Golfe d’Oman : un pétrolier mis hors d’état par l’aviation américaine, 24 marins indiens secourus
Le 8 juin, le MT Marivex a été frappé par un chasseur F/A-18 pour avoir tenté de briser le blocus naval contre l’Iran. Les 24 membres d’équipage indiens, à bord d’un navire sous sanctions, ont été sauvés par les autorités omanaises.

Le 8 juin, un chasseur F/A-18 américain a neutralisé le pétrolier Marivex dans le golfe d’Oman. Le navire, battant pavillon palaouan et vide de cargaison, tentait de rallier un port iranien en dépit du blocus naval instauré par Washington le 13 avril. Le CENTCOM précise que la munition de précision a visé la salle des machines après que l’équipage, composé de 24 marins indiens, eut ignoré les injonctions.
Ce nouveau tir porte à sept le nombre de navires neutralisés depuis le début du blocus, tandis que 134 cargos ont été déroutés et 42 autorisés à poursuivre, rappellent les médias russes. L’Iran, de son côté, avait riposté le 3 juin en frappant un centre de commandement américain en mer d’Oman, selon l’agence Fars citée par la presse moscovite. Cette spirale souligne la militarisation des sanctions unilatérales, en marge de tout mandat onusien.
Secourus par les autorités omanaises, les 24 marins indiens naviguaient sur un navire placé depuis décembre 2025 sur la liste noire de l’OFAC pour ses liens avec l’Iran. La presse indienne insiste sur le fait que le Marivex, sous pavillon de complaisance palaouan, n’appartient à aucun armateur indien et usait de faux indicatifs. L’épisode met en lumière la vulnérabilité des équipages civils, pris dans les rouages de l’application extraterritoriale des sanctions américaines.

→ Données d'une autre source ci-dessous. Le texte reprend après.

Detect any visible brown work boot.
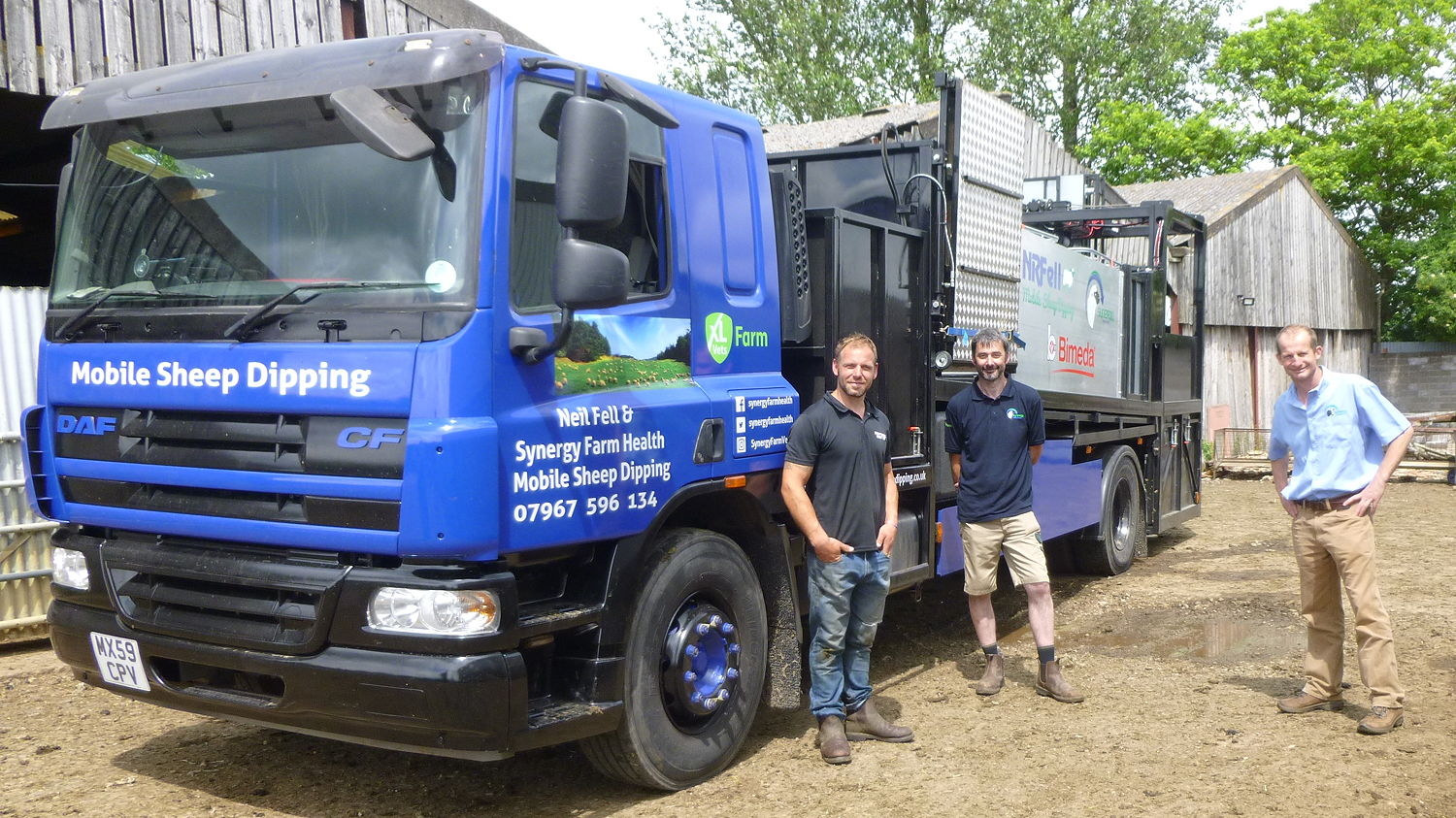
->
[820,716,849,765]
[1037,660,1086,704]
[1356,707,1406,736]
[976,654,1007,696]
[1278,692,1345,713]
[844,699,914,744]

Le blocage du golfe d’Oman, couplé aux tensions entre l’Iran et Israël, inquiète au-delà du Moyen-Orient. La presse helvétique évoque une « guerre d’Iran » perturbant l’économie mondiale depuis le 8 avril, notamment via le détroit d’Ormuz. En Europe, où l’on craint une envolée des cours du brut, les diplomaties s’activent en coulisses, d’autant que des médias indiens font état de tentatives de cessez-le-feu encouragées par l’administration Trump.
En neutralisant un pétrolier vide, Washington envoie un message dissuasif sans franchir le seuil de la confrontation ouverte. Mais la répétition de ces frappes, conjuguée aux ripostes iraniennes, transforme la région en un champ de mines juridique et militaire où le droit de la mer cède le pas aux impératifs stratégiques. Les équipages, eux, restent en première ligne.